AMESBURY — The Lower Millyard clean-up efforts hit a significant roadblock yesterday after the Environmental Protection Agency announced that Amesbury won’t be awarded its annual grant this year.
The $400,000 EPA grant comprised a major portion of the funding that Mayor Thatcher Kezer had hoped to utilize for the Heritage Park project, specifically to cleanup and decontaminate the soil in the Lower Millyard. Without the funds, Kezer said the city will need to identify alternative sources in order to keep the project on schedule.
“You go for your best option first, and in this case a straight up EPA grant covering the whole cost with one pot of money would’ve been best,” Kezer said. “We didn’t get that, so now we’ve got to go chase some of the other options.”
Chief of Staff Eric Gregoire said one of the main reasons why Amesbury wasn’t awarded the funds is because the amount of money awarded by the EPA statewide was way down compared to last year. To put it into perspective, the EPA awarded $5.9 million in grants to Massachusetts communities last year, but only $1.9 million this year.
With a smaller pot of money to go around, Amesbury didn’t rank high enough on the list to make the cut, Kezer said.
Despite the setback, Kezer said the Heritage Park project isn’t in jeopardy, though the timeline may have to be modified depending on how and when alternative funds can be secured.
Specifically, the project needs to be completed by June 30, 2014 for the city to be able to take full advantage of the $400,000 Parklands Acquisitions and Renovations for Communities grant. That means the city will have at least the next six months to pull the necessary funds together so that the construction and clean up work can proceed simultaneously next spring.
“What’s not impacted right now, the most immediate deadline is the design work,” Kezer said. “That’s proceeding and there’s no impact on the design work phase.
Some possible sources of funding that Kezer said the city would look towards include Mass Development Grants, Merrimack Valley Planning Commission Grants and other EPA funds. The city could also look towards setting up a District Increment Financing (DIF) program.
“It allows you to borrow against the economic activity in that district from the development, so it dedicates new growth from a project to that project,” Kezer said.

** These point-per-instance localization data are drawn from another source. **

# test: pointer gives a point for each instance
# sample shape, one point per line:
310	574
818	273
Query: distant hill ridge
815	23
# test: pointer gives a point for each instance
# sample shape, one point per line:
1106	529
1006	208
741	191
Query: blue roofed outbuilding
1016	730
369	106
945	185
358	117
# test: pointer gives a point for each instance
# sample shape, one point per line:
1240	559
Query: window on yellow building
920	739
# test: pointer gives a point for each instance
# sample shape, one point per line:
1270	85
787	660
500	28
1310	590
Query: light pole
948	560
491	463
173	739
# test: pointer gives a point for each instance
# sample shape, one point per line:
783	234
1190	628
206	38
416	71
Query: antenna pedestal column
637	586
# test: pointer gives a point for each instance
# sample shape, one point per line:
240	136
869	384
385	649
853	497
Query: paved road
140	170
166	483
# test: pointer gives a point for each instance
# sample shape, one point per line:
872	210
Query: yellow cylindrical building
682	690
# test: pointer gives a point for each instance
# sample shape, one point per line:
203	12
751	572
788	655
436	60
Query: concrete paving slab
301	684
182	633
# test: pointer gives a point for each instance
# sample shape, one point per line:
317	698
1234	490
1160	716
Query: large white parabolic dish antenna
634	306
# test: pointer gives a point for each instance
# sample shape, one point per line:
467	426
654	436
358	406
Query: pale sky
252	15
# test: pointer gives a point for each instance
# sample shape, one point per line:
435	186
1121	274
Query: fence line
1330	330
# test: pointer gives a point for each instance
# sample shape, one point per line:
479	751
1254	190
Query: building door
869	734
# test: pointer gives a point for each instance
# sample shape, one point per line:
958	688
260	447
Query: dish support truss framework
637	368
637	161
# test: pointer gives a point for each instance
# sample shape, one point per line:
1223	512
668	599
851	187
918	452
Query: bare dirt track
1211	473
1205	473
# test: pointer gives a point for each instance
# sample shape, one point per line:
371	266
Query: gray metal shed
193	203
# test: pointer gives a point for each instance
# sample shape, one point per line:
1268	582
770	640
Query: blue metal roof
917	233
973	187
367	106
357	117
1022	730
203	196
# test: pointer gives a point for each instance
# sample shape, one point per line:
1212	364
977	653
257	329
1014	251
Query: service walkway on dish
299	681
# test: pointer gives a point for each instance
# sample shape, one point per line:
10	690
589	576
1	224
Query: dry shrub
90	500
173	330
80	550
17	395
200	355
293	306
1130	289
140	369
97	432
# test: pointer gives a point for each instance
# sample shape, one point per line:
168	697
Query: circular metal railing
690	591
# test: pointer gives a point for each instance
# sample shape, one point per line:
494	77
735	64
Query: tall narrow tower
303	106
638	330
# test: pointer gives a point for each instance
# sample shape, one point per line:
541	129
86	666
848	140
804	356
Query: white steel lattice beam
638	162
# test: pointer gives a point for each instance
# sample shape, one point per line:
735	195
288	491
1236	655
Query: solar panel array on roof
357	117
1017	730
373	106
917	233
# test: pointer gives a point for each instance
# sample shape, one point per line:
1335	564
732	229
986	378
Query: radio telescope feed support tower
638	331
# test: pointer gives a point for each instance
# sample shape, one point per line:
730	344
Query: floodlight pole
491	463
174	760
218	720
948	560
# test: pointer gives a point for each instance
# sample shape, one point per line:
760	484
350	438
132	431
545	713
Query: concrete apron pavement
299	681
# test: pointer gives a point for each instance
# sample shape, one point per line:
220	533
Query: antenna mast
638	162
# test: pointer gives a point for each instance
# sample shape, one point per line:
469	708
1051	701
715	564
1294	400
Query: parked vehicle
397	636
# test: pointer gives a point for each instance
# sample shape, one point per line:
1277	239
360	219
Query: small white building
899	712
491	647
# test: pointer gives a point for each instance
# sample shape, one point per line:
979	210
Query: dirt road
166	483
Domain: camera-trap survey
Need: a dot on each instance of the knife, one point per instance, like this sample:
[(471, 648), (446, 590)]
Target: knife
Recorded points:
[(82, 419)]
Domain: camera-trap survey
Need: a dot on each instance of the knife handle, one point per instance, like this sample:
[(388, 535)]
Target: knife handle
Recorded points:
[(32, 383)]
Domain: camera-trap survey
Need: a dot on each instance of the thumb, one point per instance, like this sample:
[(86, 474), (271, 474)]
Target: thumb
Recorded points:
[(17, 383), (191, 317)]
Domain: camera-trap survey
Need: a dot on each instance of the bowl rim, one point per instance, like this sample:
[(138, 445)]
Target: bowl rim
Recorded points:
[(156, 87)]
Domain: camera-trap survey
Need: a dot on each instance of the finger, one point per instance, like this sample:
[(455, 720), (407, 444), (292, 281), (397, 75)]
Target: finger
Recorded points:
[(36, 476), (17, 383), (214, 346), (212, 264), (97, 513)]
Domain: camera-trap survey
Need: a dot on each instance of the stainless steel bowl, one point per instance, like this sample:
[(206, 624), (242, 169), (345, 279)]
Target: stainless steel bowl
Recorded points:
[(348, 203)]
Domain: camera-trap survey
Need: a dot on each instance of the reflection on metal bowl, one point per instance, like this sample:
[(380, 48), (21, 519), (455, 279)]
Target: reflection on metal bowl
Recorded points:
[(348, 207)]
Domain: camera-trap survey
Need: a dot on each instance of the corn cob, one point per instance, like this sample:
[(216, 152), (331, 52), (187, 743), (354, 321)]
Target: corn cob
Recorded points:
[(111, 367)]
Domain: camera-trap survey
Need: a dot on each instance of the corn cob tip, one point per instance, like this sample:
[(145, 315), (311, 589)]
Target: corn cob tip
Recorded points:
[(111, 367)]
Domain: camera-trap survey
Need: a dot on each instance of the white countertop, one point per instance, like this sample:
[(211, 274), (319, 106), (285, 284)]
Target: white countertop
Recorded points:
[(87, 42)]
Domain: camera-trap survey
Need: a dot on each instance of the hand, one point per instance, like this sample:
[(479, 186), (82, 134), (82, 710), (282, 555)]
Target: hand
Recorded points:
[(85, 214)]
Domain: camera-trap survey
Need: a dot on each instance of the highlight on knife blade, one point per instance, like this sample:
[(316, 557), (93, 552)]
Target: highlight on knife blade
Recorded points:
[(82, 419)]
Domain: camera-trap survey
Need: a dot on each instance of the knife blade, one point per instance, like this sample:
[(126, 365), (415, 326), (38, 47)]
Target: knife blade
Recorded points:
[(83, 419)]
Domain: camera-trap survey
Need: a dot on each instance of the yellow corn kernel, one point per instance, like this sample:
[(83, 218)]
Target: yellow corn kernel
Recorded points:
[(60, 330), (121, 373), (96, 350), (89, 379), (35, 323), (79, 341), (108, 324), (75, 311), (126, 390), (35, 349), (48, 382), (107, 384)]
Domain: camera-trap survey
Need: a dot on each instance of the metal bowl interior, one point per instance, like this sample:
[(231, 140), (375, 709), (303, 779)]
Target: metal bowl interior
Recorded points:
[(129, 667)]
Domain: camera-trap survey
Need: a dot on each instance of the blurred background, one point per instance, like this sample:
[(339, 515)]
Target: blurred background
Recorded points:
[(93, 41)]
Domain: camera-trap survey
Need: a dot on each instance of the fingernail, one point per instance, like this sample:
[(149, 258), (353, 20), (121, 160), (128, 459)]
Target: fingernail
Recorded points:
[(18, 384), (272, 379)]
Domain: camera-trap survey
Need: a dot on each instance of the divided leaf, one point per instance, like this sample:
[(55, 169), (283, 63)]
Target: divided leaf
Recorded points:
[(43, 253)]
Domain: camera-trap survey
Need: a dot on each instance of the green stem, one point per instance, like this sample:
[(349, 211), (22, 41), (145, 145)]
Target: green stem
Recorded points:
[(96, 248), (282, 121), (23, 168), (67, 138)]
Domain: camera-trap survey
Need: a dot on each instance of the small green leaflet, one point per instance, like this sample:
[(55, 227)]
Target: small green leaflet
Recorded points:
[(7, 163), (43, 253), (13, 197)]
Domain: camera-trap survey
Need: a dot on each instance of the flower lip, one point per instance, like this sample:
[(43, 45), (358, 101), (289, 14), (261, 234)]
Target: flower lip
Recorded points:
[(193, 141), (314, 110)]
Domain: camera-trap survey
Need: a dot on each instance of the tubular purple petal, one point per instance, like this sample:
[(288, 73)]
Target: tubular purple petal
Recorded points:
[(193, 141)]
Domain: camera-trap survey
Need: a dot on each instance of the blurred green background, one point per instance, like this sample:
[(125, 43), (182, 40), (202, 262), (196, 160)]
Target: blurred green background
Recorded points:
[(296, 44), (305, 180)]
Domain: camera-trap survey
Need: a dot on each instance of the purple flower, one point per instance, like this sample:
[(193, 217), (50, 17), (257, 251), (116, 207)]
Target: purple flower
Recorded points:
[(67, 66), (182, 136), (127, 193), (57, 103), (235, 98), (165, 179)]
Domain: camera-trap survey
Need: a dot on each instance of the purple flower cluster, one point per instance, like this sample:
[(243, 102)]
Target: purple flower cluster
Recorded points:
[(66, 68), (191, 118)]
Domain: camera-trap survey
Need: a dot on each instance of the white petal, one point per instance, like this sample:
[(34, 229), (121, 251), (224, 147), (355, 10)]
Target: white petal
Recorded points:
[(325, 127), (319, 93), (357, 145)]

Over the next few weeks, Kezer said he would continue to discuss the situation with members of the Brownfield Support Team, which includes high-level officials from various state and federal agencies that are dedicated to helping projects like the Lower Millyard come to fruition.
“I said from the beginning, this is a very complex project, there are a lot of moving parts, and there will be setbacks along the way,” Kezer said. “But the key component is we have the authorization from the City Council, we have the support from the state, so the whole idea for the existence of the Brownfield Support Team is to deal with these kinds of issues, to make these types of project get accomplished despite whatever setbacks come along.”